Cancers of unknown primary represent 3–5% of all cancer cases, whereby physicians find one or multiple metastases but fail to locate the primary tumor. Pathologic evaluation of a metastatic biopsy often does not provide a definitive answer. Molecular data ranging from gene expression to somatic mutations have been shown to significantly aid classification of metastatic biopsies to their corresponding primary tumor site (Ferracin et al., 2011; Marquard et al., 2015; Vikeså et al., 2015; Moran et al., 2016; Søndergaard et al., 2017).

One study used persistent homology on 150 non-contrast-enhanced fat-suppressed 3D T1-weighted magnetic resonance (MR) images to classify hepatic tumors into three classes: hepatocellular carcinomas (HCC), metastatic tumors (MT), and hepatic hemangiomas (HH) (Oyama et al., 2019). To do this, for each image, a 3D region of interest (ROI) in the shape of a rectangular solid enclosing the entire lesion was created by an experienced radiologist. Then, gray-scale values of the voxels in each ROI were normalized and persistence diagrams were created for dimensions 0, 1, and 2 using HomCloud (Kimura et al., 2018; Obayashi and Hiraoka, 2018). These diagrams were vectorized into persistence images (Adams et al., 2015). Feature vectors were then obtained from these images and inputted into logistic regression with an elastic net penalty and extreme gradient boosting machine learning models for classification. The results from classification showed that dimension 1 persistence images had the highest accuracy rates: 85% for classifying HCC and MT, 84% for HCC and HH, and 74% for HH and MT.

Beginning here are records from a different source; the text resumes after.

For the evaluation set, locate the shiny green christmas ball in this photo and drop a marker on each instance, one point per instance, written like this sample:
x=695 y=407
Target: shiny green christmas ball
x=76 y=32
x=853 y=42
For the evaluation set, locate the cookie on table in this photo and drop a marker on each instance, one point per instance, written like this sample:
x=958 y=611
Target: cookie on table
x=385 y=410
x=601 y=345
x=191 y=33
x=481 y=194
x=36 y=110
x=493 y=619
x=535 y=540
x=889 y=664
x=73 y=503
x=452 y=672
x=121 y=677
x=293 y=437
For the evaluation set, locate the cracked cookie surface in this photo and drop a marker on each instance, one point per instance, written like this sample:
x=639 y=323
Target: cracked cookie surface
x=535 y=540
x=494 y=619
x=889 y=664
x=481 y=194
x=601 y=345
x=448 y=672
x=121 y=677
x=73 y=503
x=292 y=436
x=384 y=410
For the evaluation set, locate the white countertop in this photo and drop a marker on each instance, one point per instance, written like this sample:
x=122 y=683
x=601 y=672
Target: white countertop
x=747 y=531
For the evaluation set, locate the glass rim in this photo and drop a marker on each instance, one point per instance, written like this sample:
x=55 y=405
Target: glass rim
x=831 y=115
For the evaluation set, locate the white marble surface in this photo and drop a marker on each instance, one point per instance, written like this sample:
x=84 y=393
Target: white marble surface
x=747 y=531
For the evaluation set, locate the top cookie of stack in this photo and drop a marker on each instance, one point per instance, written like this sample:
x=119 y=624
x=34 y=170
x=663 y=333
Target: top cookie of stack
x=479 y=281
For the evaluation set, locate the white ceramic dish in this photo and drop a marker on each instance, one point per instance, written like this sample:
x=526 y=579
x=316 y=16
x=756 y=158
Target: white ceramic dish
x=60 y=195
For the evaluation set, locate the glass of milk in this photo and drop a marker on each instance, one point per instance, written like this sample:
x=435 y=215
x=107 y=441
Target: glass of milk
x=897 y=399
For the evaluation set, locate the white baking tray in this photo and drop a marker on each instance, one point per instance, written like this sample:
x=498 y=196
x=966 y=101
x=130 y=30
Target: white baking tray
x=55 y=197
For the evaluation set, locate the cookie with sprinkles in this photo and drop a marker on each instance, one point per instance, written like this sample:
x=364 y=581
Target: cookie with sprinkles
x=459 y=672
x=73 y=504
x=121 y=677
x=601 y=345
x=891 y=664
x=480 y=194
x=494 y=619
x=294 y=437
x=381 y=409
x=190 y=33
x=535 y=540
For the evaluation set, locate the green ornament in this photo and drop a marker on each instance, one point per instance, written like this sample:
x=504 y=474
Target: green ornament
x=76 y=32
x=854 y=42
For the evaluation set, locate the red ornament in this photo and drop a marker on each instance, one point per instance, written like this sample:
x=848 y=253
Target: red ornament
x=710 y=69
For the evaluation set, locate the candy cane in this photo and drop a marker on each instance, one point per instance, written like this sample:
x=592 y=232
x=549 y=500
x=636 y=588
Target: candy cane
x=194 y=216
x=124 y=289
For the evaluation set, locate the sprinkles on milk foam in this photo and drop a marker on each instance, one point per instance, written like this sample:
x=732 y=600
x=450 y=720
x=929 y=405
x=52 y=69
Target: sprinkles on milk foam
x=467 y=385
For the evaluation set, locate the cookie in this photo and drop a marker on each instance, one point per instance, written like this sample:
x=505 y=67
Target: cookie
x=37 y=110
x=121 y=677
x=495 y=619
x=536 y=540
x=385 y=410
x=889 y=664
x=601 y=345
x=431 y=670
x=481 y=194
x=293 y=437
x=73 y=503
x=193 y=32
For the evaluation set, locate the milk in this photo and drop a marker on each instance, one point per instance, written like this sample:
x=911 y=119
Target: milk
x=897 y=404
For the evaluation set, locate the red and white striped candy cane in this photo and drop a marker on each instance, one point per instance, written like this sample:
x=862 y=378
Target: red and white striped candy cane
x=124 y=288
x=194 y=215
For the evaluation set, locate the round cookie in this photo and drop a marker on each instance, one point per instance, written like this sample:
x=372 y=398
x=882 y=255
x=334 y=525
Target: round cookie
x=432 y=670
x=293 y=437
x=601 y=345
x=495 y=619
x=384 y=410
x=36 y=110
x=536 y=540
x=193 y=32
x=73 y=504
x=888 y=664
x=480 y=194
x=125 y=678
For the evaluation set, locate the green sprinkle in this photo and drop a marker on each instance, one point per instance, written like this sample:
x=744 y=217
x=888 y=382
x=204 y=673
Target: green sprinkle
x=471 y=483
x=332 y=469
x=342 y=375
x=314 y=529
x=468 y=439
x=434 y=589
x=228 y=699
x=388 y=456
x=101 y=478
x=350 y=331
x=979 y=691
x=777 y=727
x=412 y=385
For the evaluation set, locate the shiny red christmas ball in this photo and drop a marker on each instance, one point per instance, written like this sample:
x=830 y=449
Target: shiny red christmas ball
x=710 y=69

An alternative method to accurately classify tumor subtypes is through the use of high throughput genomics (Nutt et al., 2003; Freije et al., 2004). Aiming to produce more robust algorithms than traditional classification methods, given gene expression profile data, researchers used statistical invariants and persistent homology to identify core patient groups associated with the classical, mesenchymal, and proneural subtypes of GBM and a compact set of genes most useful for this partitioning (Seemann et al., 2012). To do this, a sufficient, but compact, panel of genes to be used for clustering was predetermined using non-dimensionalized standard deviation (to ensure bimodality of gene expression distribution across patient samples; Phillips et al., 2006; Verhaak et al., 2010) and persistent homology (to find groups of genes whose expression levels change coherently among patient samples; Carlsson, 2009; Horak et al., 2009). Then, a hierarchical partitioning of patient samples based on gene expression levels is performed using persistent homology; specifically, samples are repeatedly bisected until further partitioning is not possible, thus obtaining the number of clusters that exists and some notion of genetic proximity of the clusters. Each bisection was implemented using 30 genes. A predictive model was then implemented to assign cancer subtypes to each cluster. Applying this approach to the 20 GBM test samples, fifteen predictions were in accordance with results from standard clustering calculations (Verhaak et al., 2010), five of which were unassigned by both algorithms. Of the remaining five samples, four were classified as “neural” by the clustering algorithm, but were unassigned by this approach since the neural group was not found in a single cluster.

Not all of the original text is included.